L’1-0 di Ferrario, alla sua quinta rete nelle ultime tre partite, è servito come cavatappi per stoppare la tensione e far sciogliere i padroni di casa, arrabbiati per un amarissimo finale di stagione: all’ultima giornata contro un Carpi che non aveva nulla da chiedere al campionato, infatti, è arrivata una sconfitta cocente perché con quei 3 punti la Pro Patria avrebbe conquistato il primo posto nel girone A, piazzandosi direttamente in finale playoff. La verve agonistica dilaga nel secondo tempo dove l’incornata di capitan Costantino, il bolide dai 25 metri di Alasufi e il destro a giro all’incrocio di Colombo hanno consentito, ai ragazzi di Massimiliano Sala, di fare quel passo pesante, ma non definitivo, vero le finals.

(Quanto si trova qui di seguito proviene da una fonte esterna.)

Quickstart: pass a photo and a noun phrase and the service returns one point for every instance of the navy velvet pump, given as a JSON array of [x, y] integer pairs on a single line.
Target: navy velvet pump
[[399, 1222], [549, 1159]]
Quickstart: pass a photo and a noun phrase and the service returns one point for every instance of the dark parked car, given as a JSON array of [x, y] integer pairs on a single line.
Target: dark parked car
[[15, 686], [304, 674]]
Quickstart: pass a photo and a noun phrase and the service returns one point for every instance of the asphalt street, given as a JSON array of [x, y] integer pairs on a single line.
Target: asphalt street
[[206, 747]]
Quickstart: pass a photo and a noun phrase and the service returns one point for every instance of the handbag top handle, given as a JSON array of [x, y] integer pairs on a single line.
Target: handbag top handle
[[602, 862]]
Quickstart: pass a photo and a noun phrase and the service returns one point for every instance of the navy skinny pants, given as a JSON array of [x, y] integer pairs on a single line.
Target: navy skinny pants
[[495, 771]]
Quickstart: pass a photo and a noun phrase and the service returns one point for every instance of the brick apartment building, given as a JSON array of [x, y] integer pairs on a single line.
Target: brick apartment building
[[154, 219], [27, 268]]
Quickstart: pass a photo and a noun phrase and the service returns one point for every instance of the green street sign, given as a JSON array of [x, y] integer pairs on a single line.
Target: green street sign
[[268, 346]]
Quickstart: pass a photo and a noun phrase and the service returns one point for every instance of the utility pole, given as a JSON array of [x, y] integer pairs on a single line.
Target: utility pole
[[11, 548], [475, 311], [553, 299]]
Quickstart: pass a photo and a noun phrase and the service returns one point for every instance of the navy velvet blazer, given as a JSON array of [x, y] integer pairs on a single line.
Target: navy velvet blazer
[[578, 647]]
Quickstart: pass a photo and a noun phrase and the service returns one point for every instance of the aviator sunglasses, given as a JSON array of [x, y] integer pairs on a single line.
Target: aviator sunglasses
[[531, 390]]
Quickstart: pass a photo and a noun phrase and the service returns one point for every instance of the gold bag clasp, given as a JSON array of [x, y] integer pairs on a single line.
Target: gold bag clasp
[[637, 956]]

Per la gara di ritorno, un dato in particolare sarà interessante per captare che tipo di partita possiamo aspettarci: la Pro Patria, lontano da casa, non ha mai perso in questa stagione e in regular season ha fatto registrare i migliori dati in assoluto in trasferta conditi da sole 7 reti incassate. Dall’altro lato della medaglia abbiamo un Alcione imbattuto in casa e con il migliore attacco di tutto il Girone A; tre gol sono tanti, ma se gli Orange dovessero confermare la lucidità e la cattiveria agonistica che li ha accompagnati a lungo per buoni sprazzi di campionato, l’impresa non apparirebbe più così sfocata.